Freddie Chopin Freddie Chopin - 1 month ago 14
Bash Question

Passing multiple command arguments in single argument to shell function

I would like to have a function in which I execute command (for example

make
) and one argument of that function can be a string with multiple arguments for that command.

Here's an example of a failing script which demonstrates what I would like to achieve:

#!/bin/sh

set -e
set -u
set -v
set -x
buildSomething() {
make ${1}
}

buildSomething "CFLAGS=\"-DX=1 -DY=1\" CXXFLAGS=\"-DXX=11 -DYY=11\" -j$(nproc)"

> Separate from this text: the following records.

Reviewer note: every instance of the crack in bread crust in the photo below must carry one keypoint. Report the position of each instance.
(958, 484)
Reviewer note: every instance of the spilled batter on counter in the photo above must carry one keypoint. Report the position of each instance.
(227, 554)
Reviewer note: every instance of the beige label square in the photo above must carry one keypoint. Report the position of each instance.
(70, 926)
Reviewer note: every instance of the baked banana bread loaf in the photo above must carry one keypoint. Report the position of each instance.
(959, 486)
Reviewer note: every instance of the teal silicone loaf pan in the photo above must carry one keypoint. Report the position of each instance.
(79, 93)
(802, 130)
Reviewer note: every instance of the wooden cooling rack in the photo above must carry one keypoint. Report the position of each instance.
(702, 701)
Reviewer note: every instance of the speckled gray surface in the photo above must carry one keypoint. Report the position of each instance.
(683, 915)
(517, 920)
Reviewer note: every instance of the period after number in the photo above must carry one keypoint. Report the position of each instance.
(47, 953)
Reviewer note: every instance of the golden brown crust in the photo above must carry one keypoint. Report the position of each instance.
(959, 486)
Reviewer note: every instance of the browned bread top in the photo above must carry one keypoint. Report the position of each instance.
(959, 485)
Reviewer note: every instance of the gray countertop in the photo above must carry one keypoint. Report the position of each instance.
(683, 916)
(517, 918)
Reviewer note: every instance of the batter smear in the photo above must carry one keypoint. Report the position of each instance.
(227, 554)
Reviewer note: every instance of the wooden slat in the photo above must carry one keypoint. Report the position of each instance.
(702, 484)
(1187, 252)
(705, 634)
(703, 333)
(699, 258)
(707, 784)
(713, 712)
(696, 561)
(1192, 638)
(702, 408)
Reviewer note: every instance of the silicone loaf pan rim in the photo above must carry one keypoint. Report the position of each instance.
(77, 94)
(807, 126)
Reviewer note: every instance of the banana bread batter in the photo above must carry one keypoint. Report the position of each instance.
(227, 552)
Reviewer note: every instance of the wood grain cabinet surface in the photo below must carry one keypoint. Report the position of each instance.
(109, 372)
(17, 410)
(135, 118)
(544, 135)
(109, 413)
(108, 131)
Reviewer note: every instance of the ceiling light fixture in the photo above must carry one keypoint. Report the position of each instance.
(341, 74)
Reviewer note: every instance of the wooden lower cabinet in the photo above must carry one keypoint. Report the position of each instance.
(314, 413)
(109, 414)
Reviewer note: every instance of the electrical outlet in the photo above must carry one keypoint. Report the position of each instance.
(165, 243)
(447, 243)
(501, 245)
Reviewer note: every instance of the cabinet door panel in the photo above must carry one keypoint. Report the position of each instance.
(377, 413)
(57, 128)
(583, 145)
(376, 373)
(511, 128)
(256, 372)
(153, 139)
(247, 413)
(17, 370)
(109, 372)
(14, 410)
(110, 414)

This fails because shell decides to quote the arguments again:

buildSomething "CFLAGS=\"-DX=1 -DY=1\" CXXFLAGS=\"-DXX=11 -DYY=11\" -j$(nproc)"
nproc
++ nproc
+ buildSomething 'CFLAGS="-DX=1 -DY=1" CXXFLAGS="-DXX=11 -DYY=11" -j8'
+ make 'CFLAGS="-DX=1' '-DY=1"' 'CXXFLAGS="-DXX=11' '-DYY=11"' -j8
make: invalid option -- 'D'
make: invalid option -- 'Y'
make: invalid option -- '='
make: invalid option -- '1'
make: invalid option -- '"'
make: invalid option -- 'D'
make: invalid option -- 'Y'
make: invalid option -- 'Y'
make: invalid option -- '='
make: invalid option -- '1'
make: invalid option -- '1'
make: invalid option -- '"'


I know that the problem is with quoting, but I think I've tried all combinations that I could think of... Is there any generic solution to this problem? I don't insist on fixing this exact script above, a different approach that would allow me to do the thing mentioned in the first paragraph would also be ok. As such function would have multiple commands, each can have its arguments in a different argument of the function, it's really important for me to have multiple arguments for each command in one function argument (or something equivalent).

Answer
#!/bin/sh

buildSomething() {
    eval "make ${1}"
}

buildSomething 'CFLAGS=\"-DX=1 -DY=1\" CXXFLAGS=\"-DXX=11 -DYY=11\"'" -j$(nproc)"